Good supporting use of Isaac, and I liked that Kelly played a meaningful role. An ongoing nitpick is that Bortus continues to just be used as comic relief - yeah, he's great at it (in a similar way to Michael Dorn), but the character and actor can offer so much more than this. So I'd love more meaningful action for Bortus on an episode-to-episode basis and ideally at least one more strong, dramatic Bortus episode in season 2.

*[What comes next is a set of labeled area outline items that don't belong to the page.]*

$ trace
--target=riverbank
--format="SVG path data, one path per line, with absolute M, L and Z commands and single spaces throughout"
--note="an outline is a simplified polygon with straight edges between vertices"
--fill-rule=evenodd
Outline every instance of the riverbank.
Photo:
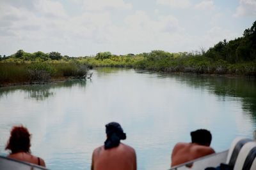
M 0 63 L 0 87 L 43 84 L 90 75 L 86 65 L 79 63 Z M 92 75 L 90 75 L 92 76 Z

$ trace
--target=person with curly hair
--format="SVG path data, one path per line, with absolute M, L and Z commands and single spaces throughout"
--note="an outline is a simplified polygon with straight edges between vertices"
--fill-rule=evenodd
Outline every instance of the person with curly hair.
M 11 151 L 8 157 L 45 167 L 44 159 L 31 153 L 31 136 L 28 129 L 22 125 L 13 127 L 5 148 Z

Two-dimensional lifeforms are of course a borrowing from a Next Generation episode; I wasn't crazy about the corny dayglo execution here, but they at least really sold the awe factor and made it look nice, if not that credible. I appreciated the unapologetic mathsiness of the tech dialogue and the obvious thought that had gone into the quantum physics concept, even if the execution was slightly too cartoonish for my taste. But overall, New Dimensions reminded me of TNG and TOS in good ways, delivered meaningful character work on at least two fronts (LaMarr's promotion, Ed and Kelly's new understanding and increased trust/respect, plus taking Yaphit a little more seriously) and that had gags that were largely funny and worked in context. It's a good 'un.